I have attempted to replicate the "workflow" LLM process where several LLMs come up with different variations of a way to solve a problem and a "judge" LLM reviews them and the go through different verification processes to see if this workflow increased the accuracy of the LLM's ability to solve the problem. For me, in my experiments, it didn't really make much difference but at the time I was using LLMs significantly dumber than current frontier models. HOWEVER...When I enable "Thinking Mode" on frontier LLM's like ChatGPT it DOES tend to solve problems that the non-thinking mode isn't able to solve so perhaps it's just a matter of throwing enough iterations at it for the LLM to be able to solve a particular complex problem.


> But how does one separate the good comments from the bad comments?

One thing that works very well for me (in a different context) is to ask to return two lists:

- Things that I must absolutely fix (bugs, typos, logic mistakes, etc.)

- Lesser fixes and other stylistic improvements

Then I look only at the first list.


You need human alignment on what constitutes a "good" comment. That means consistent rules.

Otherwise, some people feel review is too harsh, other people feel it is not harsh enough. AI does not fix inconsistent expectations.

> But how does one separate the good comments from the bad comments?

If the AI took a valid interpretation of the coding guidelines, it is a legitimate comment. If the AI is being overly pedantic, it is a documentation bug and we change the rules.

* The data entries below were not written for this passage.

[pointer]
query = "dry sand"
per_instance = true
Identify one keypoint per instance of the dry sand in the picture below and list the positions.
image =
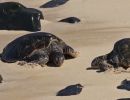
(103, 22)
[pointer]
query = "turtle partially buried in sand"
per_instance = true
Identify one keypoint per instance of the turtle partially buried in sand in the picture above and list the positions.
(38, 48)
(119, 57)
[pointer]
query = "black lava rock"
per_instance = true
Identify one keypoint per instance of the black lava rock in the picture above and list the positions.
(71, 20)
(1, 79)
(53, 3)
(70, 90)
(125, 84)
(15, 16)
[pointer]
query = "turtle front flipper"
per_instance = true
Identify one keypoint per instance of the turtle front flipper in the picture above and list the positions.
(56, 58)
(69, 52)
(101, 63)
(38, 57)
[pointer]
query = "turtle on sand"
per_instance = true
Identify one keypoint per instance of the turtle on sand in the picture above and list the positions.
(70, 90)
(38, 48)
(119, 57)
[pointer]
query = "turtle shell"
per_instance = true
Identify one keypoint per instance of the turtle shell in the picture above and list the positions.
(24, 45)
(122, 48)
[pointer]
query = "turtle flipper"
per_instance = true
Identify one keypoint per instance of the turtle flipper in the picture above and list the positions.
(69, 52)
(56, 58)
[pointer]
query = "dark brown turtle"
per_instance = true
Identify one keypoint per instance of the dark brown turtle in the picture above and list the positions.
(70, 90)
(118, 57)
(39, 48)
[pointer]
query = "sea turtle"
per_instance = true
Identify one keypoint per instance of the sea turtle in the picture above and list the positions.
(39, 48)
(118, 57)
(70, 90)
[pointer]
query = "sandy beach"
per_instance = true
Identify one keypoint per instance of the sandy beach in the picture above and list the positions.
(103, 22)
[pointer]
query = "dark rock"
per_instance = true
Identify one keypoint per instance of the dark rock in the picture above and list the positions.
(53, 3)
(70, 90)
(125, 84)
(15, 16)
(1, 79)
(118, 57)
(71, 20)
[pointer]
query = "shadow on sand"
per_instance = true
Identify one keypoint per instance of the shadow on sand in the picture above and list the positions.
(53, 3)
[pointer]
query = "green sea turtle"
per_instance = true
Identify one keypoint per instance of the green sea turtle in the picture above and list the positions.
(118, 57)
(40, 48)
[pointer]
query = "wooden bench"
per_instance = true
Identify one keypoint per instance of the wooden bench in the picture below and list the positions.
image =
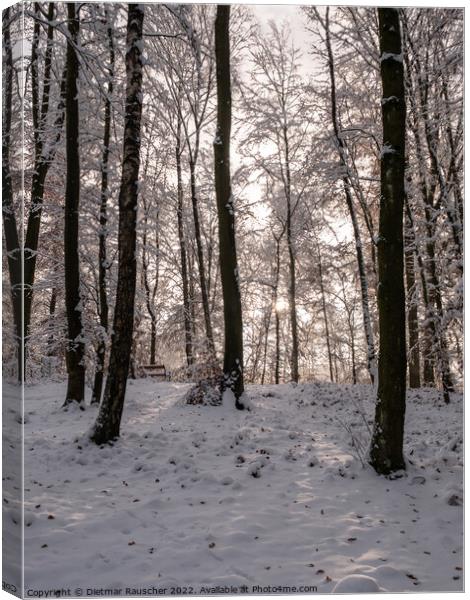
(157, 371)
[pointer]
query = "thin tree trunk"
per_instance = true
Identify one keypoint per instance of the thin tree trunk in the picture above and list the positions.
(188, 338)
(200, 260)
(427, 340)
(292, 275)
(75, 352)
(412, 313)
(267, 324)
(371, 360)
(107, 426)
(325, 315)
(44, 154)
(277, 320)
(233, 326)
(386, 453)
(12, 240)
(102, 258)
(52, 309)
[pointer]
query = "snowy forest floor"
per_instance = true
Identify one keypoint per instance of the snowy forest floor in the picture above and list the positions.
(211, 496)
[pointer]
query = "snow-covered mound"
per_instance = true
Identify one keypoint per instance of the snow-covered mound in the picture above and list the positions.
(356, 584)
(202, 496)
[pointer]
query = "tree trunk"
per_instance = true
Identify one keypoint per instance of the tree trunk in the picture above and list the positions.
(107, 426)
(73, 302)
(102, 259)
(188, 338)
(51, 351)
(371, 360)
(200, 260)
(233, 326)
(12, 240)
(325, 315)
(44, 153)
(292, 274)
(412, 314)
(386, 452)
(277, 320)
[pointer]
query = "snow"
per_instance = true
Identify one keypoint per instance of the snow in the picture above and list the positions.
(390, 55)
(207, 497)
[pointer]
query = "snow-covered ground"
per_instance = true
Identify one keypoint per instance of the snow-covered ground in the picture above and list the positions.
(198, 497)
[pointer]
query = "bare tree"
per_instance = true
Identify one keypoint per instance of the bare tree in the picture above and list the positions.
(107, 425)
(73, 300)
(386, 453)
(233, 326)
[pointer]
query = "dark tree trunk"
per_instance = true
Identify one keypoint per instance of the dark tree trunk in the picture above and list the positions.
(44, 154)
(277, 319)
(51, 351)
(103, 266)
(188, 339)
(386, 452)
(371, 359)
(73, 302)
(12, 241)
(233, 326)
(200, 261)
(325, 315)
(292, 275)
(412, 314)
(107, 426)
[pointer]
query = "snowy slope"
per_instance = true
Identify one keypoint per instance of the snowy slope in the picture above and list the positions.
(206, 496)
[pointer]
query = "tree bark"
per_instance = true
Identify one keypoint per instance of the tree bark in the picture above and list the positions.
(292, 275)
(386, 453)
(325, 315)
(12, 240)
(44, 154)
(233, 326)
(200, 260)
(371, 359)
(107, 426)
(73, 302)
(102, 256)
(188, 339)
(412, 312)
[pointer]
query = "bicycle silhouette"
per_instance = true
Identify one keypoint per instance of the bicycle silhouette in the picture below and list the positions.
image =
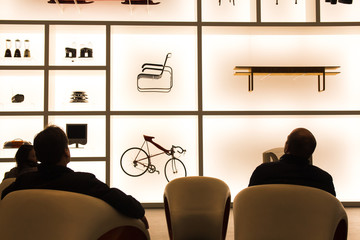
(136, 161)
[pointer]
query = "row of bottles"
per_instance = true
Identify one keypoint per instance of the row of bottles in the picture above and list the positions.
(17, 52)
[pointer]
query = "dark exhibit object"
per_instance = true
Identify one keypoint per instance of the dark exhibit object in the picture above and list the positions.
(18, 98)
(277, 2)
(140, 2)
(78, 97)
(136, 161)
(70, 1)
(16, 143)
(8, 47)
(229, 1)
(152, 74)
(70, 52)
(27, 48)
(77, 134)
(86, 52)
(17, 48)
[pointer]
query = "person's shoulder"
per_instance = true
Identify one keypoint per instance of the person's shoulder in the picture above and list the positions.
(269, 165)
(83, 174)
(320, 171)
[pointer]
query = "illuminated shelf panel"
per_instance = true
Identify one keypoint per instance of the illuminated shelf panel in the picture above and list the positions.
(319, 71)
(96, 140)
(17, 91)
(77, 90)
(18, 127)
(79, 45)
(32, 33)
(224, 48)
(132, 46)
(128, 131)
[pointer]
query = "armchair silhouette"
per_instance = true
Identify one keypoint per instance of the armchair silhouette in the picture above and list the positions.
(151, 77)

> This has completely replaced human code review for anything that isn't functional correctness

Isn’t functional correctness pretty much the only thing that matters though?


Well no, style is important too for humans when they read a codebase, so the LLMs the parent is running clearly have some value for them.

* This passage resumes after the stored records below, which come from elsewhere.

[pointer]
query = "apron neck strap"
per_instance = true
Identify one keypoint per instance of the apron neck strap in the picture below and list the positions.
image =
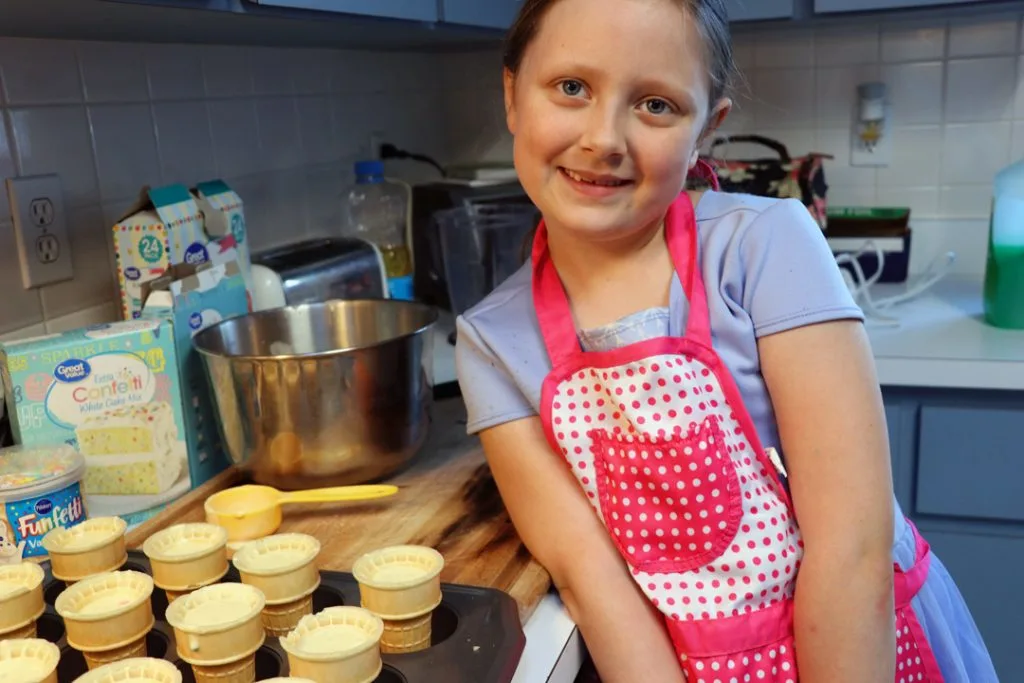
(551, 302)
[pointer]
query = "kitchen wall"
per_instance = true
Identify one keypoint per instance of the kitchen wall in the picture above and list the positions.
(956, 91)
(282, 126)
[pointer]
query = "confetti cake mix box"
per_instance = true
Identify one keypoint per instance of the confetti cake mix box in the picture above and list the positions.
(194, 299)
(113, 392)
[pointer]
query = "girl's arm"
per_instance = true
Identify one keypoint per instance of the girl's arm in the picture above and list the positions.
(832, 424)
(624, 633)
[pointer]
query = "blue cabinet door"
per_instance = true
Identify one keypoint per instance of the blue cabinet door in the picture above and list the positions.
(751, 10)
(489, 13)
(420, 10)
(862, 5)
(987, 568)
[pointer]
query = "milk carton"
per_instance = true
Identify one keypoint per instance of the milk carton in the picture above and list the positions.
(165, 227)
(223, 214)
(113, 392)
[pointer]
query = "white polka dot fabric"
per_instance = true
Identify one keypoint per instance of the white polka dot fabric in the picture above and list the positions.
(696, 514)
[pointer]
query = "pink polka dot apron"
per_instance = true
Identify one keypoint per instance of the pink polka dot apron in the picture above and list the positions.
(658, 438)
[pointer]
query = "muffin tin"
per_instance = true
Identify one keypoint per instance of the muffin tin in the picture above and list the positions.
(476, 634)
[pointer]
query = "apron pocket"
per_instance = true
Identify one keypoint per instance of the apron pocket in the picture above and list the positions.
(671, 504)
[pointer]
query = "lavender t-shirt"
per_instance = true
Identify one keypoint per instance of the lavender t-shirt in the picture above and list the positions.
(766, 266)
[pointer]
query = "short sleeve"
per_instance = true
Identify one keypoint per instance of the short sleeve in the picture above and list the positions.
(491, 395)
(792, 278)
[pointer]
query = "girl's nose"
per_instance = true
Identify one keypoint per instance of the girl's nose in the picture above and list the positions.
(605, 132)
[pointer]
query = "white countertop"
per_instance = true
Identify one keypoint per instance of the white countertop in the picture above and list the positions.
(943, 341)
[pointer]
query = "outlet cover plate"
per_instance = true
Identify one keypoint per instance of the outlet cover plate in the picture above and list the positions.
(41, 229)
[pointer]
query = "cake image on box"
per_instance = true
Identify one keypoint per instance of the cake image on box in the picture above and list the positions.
(130, 450)
(141, 428)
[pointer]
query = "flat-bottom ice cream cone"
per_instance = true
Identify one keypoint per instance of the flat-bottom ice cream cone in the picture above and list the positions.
(102, 657)
(409, 635)
(243, 671)
(141, 670)
(339, 644)
(31, 659)
(401, 585)
(279, 621)
(27, 631)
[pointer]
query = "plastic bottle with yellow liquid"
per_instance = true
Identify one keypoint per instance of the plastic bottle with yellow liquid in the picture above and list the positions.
(377, 212)
(1005, 268)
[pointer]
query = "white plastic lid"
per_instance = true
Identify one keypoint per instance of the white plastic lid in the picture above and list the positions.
(27, 471)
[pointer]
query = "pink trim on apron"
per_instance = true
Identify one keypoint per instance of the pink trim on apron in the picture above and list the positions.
(658, 438)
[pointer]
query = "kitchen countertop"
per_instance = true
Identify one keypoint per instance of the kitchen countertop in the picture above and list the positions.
(943, 341)
(448, 500)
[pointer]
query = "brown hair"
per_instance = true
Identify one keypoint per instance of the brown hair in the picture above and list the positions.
(713, 24)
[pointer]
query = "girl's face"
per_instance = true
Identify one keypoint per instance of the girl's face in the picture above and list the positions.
(607, 110)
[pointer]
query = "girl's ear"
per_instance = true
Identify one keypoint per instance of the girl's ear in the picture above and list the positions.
(508, 80)
(715, 119)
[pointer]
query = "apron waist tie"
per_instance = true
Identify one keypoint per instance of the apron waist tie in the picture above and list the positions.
(710, 637)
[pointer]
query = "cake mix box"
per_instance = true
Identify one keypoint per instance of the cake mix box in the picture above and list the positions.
(113, 392)
(193, 299)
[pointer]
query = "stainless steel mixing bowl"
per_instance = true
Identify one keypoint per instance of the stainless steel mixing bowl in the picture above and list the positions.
(323, 394)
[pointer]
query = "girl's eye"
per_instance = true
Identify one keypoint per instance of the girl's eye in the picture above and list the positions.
(657, 107)
(571, 88)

They're not claiming LLMs solved every problem, just that they made life easier by taking care of busywork that humans would otherwise be doing. I think personally this is quite a good use for them - offering suggestions on PRs say, as long as humans still review them as well.


But isn't style already achievable by running e.g. GNU indent?

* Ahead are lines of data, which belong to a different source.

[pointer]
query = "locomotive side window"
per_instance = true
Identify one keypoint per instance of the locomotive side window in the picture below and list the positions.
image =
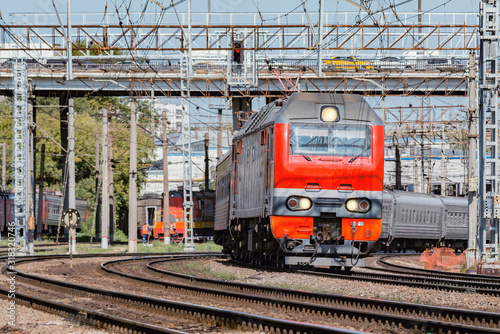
(331, 140)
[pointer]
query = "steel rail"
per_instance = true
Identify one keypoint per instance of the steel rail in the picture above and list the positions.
(88, 316)
(221, 316)
(418, 271)
(377, 308)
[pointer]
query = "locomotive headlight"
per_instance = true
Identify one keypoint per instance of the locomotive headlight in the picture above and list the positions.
(330, 114)
(352, 205)
(305, 203)
(361, 205)
(297, 203)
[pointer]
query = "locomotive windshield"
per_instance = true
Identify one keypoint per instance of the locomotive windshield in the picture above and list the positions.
(333, 139)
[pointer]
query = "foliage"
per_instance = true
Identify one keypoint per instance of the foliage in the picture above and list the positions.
(94, 49)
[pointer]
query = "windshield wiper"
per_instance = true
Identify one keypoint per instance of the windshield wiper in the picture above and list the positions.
(359, 154)
(303, 154)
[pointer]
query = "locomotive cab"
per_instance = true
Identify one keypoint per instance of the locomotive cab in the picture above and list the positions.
(306, 183)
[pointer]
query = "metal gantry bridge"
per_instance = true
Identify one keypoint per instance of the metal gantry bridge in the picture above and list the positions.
(162, 54)
(114, 56)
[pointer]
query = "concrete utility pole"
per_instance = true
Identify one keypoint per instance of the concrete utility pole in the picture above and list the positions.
(132, 190)
(219, 136)
(40, 194)
(166, 196)
(105, 172)
(4, 163)
(69, 45)
(111, 186)
(320, 38)
(443, 163)
(71, 167)
(97, 207)
(472, 194)
(489, 145)
(30, 179)
(207, 160)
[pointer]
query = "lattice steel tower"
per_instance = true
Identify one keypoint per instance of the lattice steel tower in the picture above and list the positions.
(186, 143)
(20, 163)
(489, 192)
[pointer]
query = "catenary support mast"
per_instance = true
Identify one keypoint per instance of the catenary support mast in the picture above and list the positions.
(489, 195)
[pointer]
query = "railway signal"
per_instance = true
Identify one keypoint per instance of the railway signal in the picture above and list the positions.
(71, 219)
(238, 52)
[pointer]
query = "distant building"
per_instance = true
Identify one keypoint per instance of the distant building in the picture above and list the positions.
(154, 174)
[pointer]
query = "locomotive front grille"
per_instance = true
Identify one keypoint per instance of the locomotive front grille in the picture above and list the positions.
(328, 230)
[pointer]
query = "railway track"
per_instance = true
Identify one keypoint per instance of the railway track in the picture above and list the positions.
(395, 268)
(424, 282)
(215, 316)
(402, 315)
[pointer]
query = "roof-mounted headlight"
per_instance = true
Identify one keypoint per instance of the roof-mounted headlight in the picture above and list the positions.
(330, 114)
(361, 205)
(298, 203)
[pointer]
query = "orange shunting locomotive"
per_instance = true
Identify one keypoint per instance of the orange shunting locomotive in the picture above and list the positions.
(303, 183)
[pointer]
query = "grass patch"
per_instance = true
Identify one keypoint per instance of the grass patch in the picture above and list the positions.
(199, 269)
(156, 247)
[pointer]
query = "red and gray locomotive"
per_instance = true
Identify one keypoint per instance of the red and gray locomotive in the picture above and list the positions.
(303, 183)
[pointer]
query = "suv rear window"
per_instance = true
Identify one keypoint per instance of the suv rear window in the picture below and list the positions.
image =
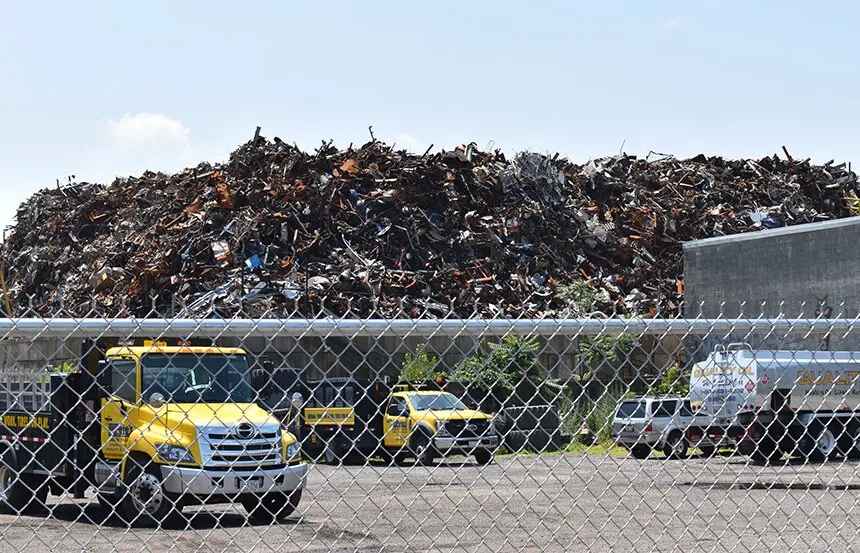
(664, 408)
(631, 410)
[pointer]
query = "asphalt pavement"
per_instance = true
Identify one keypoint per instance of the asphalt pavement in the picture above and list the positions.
(525, 503)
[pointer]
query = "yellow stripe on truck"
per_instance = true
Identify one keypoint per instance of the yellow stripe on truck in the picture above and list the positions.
(332, 415)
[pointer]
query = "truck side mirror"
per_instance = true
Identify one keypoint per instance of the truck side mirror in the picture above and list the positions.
(104, 378)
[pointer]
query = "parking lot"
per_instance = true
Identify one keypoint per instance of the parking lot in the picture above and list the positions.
(525, 503)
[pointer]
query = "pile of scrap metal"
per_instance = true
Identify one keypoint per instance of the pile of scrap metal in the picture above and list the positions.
(374, 231)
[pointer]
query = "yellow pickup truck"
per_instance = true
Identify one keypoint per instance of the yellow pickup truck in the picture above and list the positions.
(351, 419)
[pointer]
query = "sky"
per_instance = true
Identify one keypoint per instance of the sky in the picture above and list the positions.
(105, 89)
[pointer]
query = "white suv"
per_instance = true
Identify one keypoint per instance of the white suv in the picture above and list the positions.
(662, 423)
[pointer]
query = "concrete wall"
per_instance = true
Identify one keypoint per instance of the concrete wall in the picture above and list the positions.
(366, 357)
(805, 271)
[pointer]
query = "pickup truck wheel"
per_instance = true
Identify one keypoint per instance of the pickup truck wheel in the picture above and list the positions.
(707, 450)
(483, 456)
(853, 452)
(143, 498)
(823, 444)
(676, 446)
(271, 506)
(640, 451)
(19, 493)
(422, 449)
(333, 454)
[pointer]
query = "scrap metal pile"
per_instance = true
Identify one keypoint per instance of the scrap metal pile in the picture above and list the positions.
(280, 232)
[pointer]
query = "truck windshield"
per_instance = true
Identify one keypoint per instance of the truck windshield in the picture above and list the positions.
(440, 402)
(631, 410)
(190, 378)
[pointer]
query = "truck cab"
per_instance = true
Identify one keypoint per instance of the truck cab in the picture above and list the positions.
(434, 423)
(161, 427)
(350, 419)
(664, 423)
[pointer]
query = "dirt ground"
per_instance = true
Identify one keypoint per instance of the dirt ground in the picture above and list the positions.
(528, 503)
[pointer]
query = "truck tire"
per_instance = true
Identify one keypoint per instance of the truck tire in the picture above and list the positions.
(766, 451)
(640, 452)
(821, 444)
(483, 456)
(422, 449)
(272, 506)
(853, 452)
(676, 446)
(20, 493)
(333, 453)
(707, 450)
(142, 498)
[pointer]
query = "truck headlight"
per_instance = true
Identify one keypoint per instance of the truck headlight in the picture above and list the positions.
(174, 453)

Some examples of complex transformations linters can't catch:

* Function names must start with a verb.

* Use standard algorithms instead of for loops.

* Refactor your code to use IIFEs to make variables constexpr.

The verb one is the best example. Since we work adjacent to hardware, people like creating functions on structs representing register state called "REGISTER_XYZ_FIELD_BIT_1()" and you can't tell if this gets the value of the first field bit or sets something called field bit to 1.

If you rename it to `getRegisterXyzFieldBit1()` or `setRegisterXyzFieldBitTo1()` at least it becomes clear what they're doing.